Infeliz eu vinha, por tempo mais demorado que o tolerável. Possíveis causas?
1) A pandemia;
2) A desgovernança (federal, estadual e municipal);
3) Pessoas esquisitas, cada vez mais arredias, amedrontadas e acabrunhadas;
4) Sentimentos imperscrutáveis, antigos e profundos, que só um psiquiatra escafandrista conseguiria pescar ou…
5) Uma poeirinha de chuva, enjoada e constante, que deixava os dias com cara de madrugada.

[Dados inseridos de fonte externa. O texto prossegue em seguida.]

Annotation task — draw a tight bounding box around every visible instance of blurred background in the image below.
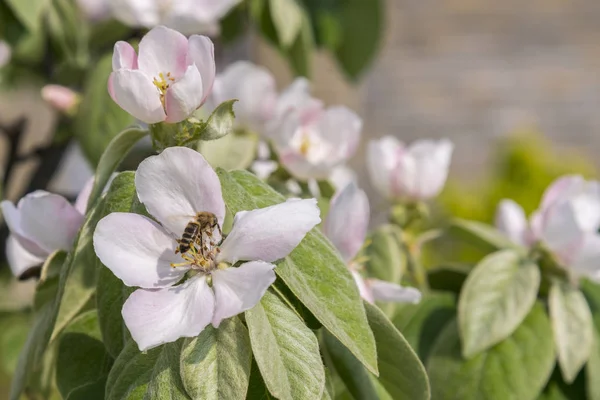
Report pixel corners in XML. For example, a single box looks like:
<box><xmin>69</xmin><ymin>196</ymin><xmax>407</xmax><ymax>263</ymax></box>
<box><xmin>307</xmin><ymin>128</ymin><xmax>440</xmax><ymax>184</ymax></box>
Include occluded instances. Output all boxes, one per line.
<box><xmin>0</xmin><ymin>0</ymin><xmax>600</xmax><ymax>398</ymax></box>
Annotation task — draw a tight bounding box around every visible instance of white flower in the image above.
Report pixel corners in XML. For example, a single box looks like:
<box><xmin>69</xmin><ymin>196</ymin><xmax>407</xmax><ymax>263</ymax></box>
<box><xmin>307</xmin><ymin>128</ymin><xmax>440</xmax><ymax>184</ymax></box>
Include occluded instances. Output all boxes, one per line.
<box><xmin>108</xmin><ymin>26</ymin><xmax>215</xmax><ymax>124</ymax></box>
<box><xmin>94</xmin><ymin>147</ymin><xmax>320</xmax><ymax>350</ymax></box>
<box><xmin>109</xmin><ymin>0</ymin><xmax>240</xmax><ymax>35</ymax></box>
<box><xmin>207</xmin><ymin>61</ymin><xmax>277</xmax><ymax>133</ymax></box>
<box><xmin>0</xmin><ymin>177</ymin><xmax>94</xmax><ymax>277</ymax></box>
<box><xmin>0</xmin><ymin>40</ymin><xmax>12</xmax><ymax>68</ymax></box>
<box><xmin>496</xmin><ymin>176</ymin><xmax>600</xmax><ymax>281</ymax></box>
<box><xmin>323</xmin><ymin>182</ymin><xmax>421</xmax><ymax>303</ymax></box>
<box><xmin>367</xmin><ymin>136</ymin><xmax>454</xmax><ymax>200</ymax></box>
<box><xmin>268</xmin><ymin>80</ymin><xmax>362</xmax><ymax>180</ymax></box>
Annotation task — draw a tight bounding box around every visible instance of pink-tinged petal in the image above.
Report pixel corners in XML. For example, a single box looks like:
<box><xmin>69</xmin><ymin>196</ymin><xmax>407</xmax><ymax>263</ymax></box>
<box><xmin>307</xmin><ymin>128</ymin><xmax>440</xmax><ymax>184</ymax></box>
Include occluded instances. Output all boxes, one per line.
<box><xmin>318</xmin><ymin>106</ymin><xmax>363</xmax><ymax>163</ymax></box>
<box><xmin>219</xmin><ymin>199</ymin><xmax>321</xmax><ymax>264</ymax></box>
<box><xmin>350</xmin><ymin>270</ymin><xmax>375</xmax><ymax>304</ymax></box>
<box><xmin>207</xmin><ymin>61</ymin><xmax>277</xmax><ymax>130</ymax></box>
<box><xmin>367</xmin><ymin>136</ymin><xmax>404</xmax><ymax>198</ymax></box>
<box><xmin>495</xmin><ymin>199</ymin><xmax>527</xmax><ymax>245</ymax></box>
<box><xmin>94</xmin><ymin>213</ymin><xmax>189</xmax><ymax>289</ymax></box>
<box><xmin>6</xmin><ymin>235</ymin><xmax>44</xmax><ymax>278</ymax></box>
<box><xmin>122</xmin><ymin>275</ymin><xmax>215</xmax><ymax>351</ymax></box>
<box><xmin>165</xmin><ymin>65</ymin><xmax>204</xmax><ymax>123</ymax></box>
<box><xmin>367</xmin><ymin>279</ymin><xmax>421</xmax><ymax>304</ymax></box>
<box><xmin>186</xmin><ymin>35</ymin><xmax>216</xmax><ymax>103</ymax></box>
<box><xmin>113</xmin><ymin>41</ymin><xmax>138</xmax><ymax>71</ymax></box>
<box><xmin>212</xmin><ymin>261</ymin><xmax>276</xmax><ymax>328</ymax></box>
<box><xmin>567</xmin><ymin>234</ymin><xmax>600</xmax><ymax>282</ymax></box>
<box><xmin>399</xmin><ymin>139</ymin><xmax>454</xmax><ymax>200</ymax></box>
<box><xmin>135</xmin><ymin>147</ymin><xmax>225</xmax><ymax>237</ymax></box>
<box><xmin>108</xmin><ymin>69</ymin><xmax>167</xmax><ymax>124</ymax></box>
<box><xmin>19</xmin><ymin>191</ymin><xmax>84</xmax><ymax>254</ymax></box>
<box><xmin>323</xmin><ymin>183</ymin><xmax>369</xmax><ymax>262</ymax></box>
<box><xmin>0</xmin><ymin>199</ymin><xmax>50</xmax><ymax>258</ymax></box>
<box><xmin>138</xmin><ymin>26</ymin><xmax>188</xmax><ymax>80</ymax></box>
<box><xmin>540</xmin><ymin>175</ymin><xmax>585</xmax><ymax>211</ymax></box>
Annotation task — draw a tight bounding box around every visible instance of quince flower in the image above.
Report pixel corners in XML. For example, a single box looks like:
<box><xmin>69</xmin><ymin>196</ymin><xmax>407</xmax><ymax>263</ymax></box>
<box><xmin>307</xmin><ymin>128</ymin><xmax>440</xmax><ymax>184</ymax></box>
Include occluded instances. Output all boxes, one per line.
<box><xmin>323</xmin><ymin>182</ymin><xmax>421</xmax><ymax>303</ymax></box>
<box><xmin>367</xmin><ymin>136</ymin><xmax>454</xmax><ymax>201</ymax></box>
<box><xmin>109</xmin><ymin>0</ymin><xmax>240</xmax><ymax>35</ymax></box>
<box><xmin>0</xmin><ymin>177</ymin><xmax>94</xmax><ymax>279</ymax></box>
<box><xmin>496</xmin><ymin>176</ymin><xmax>600</xmax><ymax>281</ymax></box>
<box><xmin>268</xmin><ymin>79</ymin><xmax>362</xmax><ymax>180</ymax></box>
<box><xmin>108</xmin><ymin>26</ymin><xmax>215</xmax><ymax>124</ymax></box>
<box><xmin>207</xmin><ymin>61</ymin><xmax>277</xmax><ymax>132</ymax></box>
<box><xmin>94</xmin><ymin>147</ymin><xmax>320</xmax><ymax>350</ymax></box>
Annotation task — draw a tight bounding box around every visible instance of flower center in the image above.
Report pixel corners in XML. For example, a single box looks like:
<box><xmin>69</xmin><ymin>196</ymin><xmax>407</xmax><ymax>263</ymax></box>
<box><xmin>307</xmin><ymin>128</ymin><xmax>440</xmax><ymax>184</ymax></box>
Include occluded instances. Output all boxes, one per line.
<box><xmin>171</xmin><ymin>219</ymin><xmax>223</xmax><ymax>274</ymax></box>
<box><xmin>152</xmin><ymin>72</ymin><xmax>175</xmax><ymax>107</ymax></box>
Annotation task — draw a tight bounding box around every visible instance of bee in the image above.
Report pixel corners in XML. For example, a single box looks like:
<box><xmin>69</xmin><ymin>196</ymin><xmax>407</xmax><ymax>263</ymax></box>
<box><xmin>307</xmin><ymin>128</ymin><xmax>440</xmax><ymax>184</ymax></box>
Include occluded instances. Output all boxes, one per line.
<box><xmin>175</xmin><ymin>211</ymin><xmax>222</xmax><ymax>258</ymax></box>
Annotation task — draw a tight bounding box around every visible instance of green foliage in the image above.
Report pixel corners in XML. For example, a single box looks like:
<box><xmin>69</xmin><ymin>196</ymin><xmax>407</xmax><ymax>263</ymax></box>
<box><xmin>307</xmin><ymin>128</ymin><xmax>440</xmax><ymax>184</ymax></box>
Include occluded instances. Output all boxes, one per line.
<box><xmin>548</xmin><ymin>282</ymin><xmax>594</xmax><ymax>383</ymax></box>
<box><xmin>245</xmin><ymin>291</ymin><xmax>325</xmax><ymax>400</ymax></box>
<box><xmin>73</xmin><ymin>54</ymin><xmax>134</xmax><ymax>166</ymax></box>
<box><xmin>181</xmin><ymin>317</ymin><xmax>252</xmax><ymax>400</ymax></box>
<box><xmin>217</xmin><ymin>169</ymin><xmax>377</xmax><ymax>373</ymax></box>
<box><xmin>427</xmin><ymin>303</ymin><xmax>555</xmax><ymax>400</ymax></box>
<box><xmin>458</xmin><ymin>250</ymin><xmax>541</xmax><ymax>358</ymax></box>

A baixa claridade nublava a noção do tempo: ia anoitecer ou amanhecer? Pouco importava. Estava na cama há três dias, aguardando a mudança do clima, dos acontecimentos e do humor, para voltar a operar no modo Alegria.
Quem sabe se eu alugasse um carro e saísse por aí, em busca de um lugar ensolarado, transbordante de Vitamina D? Podia recobrar pelo menos a esperança, aventei. Todos os meios de transporte, porém, haviam sido proibidos. Até meus pés, pelo visto, pois da última vez que saíra para caminhar fui dedurada por um vizinho na “live” diária do Prefeito. Trocou-se o patrulhamento ideológico pelo epidemiológico, ora vejam!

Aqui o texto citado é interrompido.